Why does performance works better when the image has those dimensions of 2 to the n?
It has to do with math and the way graphics texturing hardware works.
Having power of two (POT) lengths allows you to make many optimizations because computers are based on POT hardware. When you have non power of two (NPOT) textures you lose those optimizations.
If you go back a few years all the major graphics engines required textures to have a POT length on each edge. So a texture could be 64x2048, or 256x256, or any other size as long as both edges were a POT length. One of the many reasons for this is generating mip-maps; it is easy to generate an image that is half as big, and another image that is half as big, and another image that is half as big, as small as needed. Another is some of the nice mathematical properties involved, such that you can always double the dimensions and store all the lower resolutions in that space, and that if you use any convolution kernels on the image it is guaranteed to work at every detail level. There are filters built in to the major graphics APIs, and they are usually box filters, using a 4x4 box filter works wonderful on POT images, but produce edge effects if the image is not a proper multiple(some NPOT sizes can still be proper multiples of the filter, but it is no longer guaranteed in all NPOT cases). Texture coordinate calculations and texture wrapping modes (floor/ceiling) mathematics is much simpler and can be done with bit shifts rather than multiplication and division. Another is that you can guarantee memory alignment. Etc., etc., etc.
For almost ten years now, newer graphics libraries require that implementations support NPOT textures.

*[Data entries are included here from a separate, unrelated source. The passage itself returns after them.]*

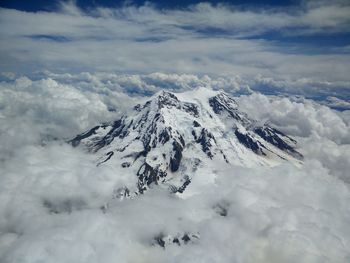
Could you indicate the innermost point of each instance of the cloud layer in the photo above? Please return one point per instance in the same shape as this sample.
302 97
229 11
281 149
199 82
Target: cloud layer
203 39
281 214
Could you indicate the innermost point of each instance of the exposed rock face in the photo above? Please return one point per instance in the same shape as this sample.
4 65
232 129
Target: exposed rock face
162 141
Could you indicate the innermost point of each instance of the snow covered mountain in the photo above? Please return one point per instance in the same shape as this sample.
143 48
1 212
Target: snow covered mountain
166 139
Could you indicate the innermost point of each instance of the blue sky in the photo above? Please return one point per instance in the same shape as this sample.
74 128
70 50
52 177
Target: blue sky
296 43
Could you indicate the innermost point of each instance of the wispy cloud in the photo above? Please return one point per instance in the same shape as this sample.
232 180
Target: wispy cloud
200 39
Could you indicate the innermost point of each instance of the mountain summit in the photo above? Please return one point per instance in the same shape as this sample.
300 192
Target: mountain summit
168 137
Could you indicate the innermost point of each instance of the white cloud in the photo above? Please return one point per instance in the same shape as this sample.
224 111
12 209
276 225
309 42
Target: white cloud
202 39
51 195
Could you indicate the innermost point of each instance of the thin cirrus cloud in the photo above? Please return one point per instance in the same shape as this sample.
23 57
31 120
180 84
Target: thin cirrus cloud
201 39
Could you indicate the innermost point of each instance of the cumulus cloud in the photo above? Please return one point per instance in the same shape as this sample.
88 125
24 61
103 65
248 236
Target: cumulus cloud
42 110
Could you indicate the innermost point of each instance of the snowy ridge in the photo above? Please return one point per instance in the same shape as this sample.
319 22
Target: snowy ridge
170 136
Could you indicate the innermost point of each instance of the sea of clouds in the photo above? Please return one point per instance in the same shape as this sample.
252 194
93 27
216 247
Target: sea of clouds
52 195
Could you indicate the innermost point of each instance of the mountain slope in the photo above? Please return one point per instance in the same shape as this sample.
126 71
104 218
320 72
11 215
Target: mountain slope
168 137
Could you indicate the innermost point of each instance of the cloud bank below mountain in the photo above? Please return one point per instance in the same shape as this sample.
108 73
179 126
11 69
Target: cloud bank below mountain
51 194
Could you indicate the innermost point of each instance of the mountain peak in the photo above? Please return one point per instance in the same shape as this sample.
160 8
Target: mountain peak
170 136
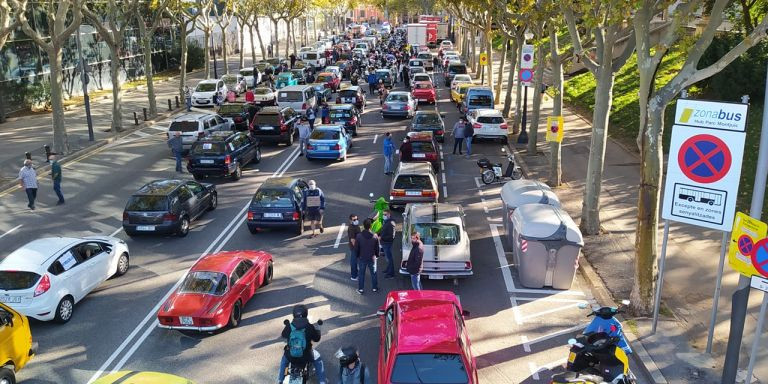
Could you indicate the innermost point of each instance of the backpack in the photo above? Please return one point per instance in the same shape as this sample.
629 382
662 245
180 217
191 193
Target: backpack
297 342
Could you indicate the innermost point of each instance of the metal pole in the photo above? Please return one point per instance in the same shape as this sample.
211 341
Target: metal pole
84 81
660 282
718 286
741 296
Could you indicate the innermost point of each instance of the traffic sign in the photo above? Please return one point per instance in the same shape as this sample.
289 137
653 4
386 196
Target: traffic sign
708 143
746 232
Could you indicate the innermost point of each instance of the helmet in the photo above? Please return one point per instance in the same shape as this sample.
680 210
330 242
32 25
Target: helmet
300 311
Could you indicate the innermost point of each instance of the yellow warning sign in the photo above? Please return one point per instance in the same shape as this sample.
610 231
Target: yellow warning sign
747 231
555 128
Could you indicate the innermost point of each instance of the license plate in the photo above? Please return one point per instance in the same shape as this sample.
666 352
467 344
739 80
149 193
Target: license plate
186 320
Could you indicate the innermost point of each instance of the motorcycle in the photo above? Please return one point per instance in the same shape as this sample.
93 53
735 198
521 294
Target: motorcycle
491 172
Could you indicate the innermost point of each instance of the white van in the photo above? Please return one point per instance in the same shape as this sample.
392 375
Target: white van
299 97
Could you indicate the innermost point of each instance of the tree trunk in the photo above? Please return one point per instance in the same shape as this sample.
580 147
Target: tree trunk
533 129
60 139
590 212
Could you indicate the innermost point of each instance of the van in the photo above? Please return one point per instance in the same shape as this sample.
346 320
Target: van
298 97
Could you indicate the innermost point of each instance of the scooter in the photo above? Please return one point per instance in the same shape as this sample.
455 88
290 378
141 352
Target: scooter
491 172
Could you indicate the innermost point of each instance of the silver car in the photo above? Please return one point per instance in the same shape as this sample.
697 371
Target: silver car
442 229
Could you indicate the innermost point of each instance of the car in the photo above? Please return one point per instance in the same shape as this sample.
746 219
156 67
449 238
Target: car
193 126
329 141
277 204
167 206
488 124
215 290
16 345
347 115
275 124
424 91
45 278
408 355
223 154
352 95
205 90
239 115
414 182
429 121
399 103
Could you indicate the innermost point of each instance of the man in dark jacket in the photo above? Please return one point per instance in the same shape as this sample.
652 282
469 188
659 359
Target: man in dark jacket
415 263
388 229
311 334
367 246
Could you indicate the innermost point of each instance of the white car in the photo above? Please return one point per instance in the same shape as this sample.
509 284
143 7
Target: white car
46 277
488 124
206 90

Having NPOT has many indirect effects. Some of these include mipmap generation handling edges differently, texture compression may require encoding of blank space, wrapping and border functionality gets more complex, LOD filtering gets more complex, and there is a loss of compatibility with various algorithms that are optimized for POT sizes.
But getting back to your point, it is going to do with your specific algorithm and your specific implementation details in your code.
You would need to share a lot more details. If you are allowing the video card to do everything and you have a small number of sprites, the video card can easily handle a few hundred sprites, even a 4000-pixel wide background sprite is easy for the card. If instead you are running everything on the CPU then you could easily be trashing your CPU cache with your graphics data, or consuming all your memory bandwidth by moving images back and forth into memory, or having memory access patterns that are cache unfriendly.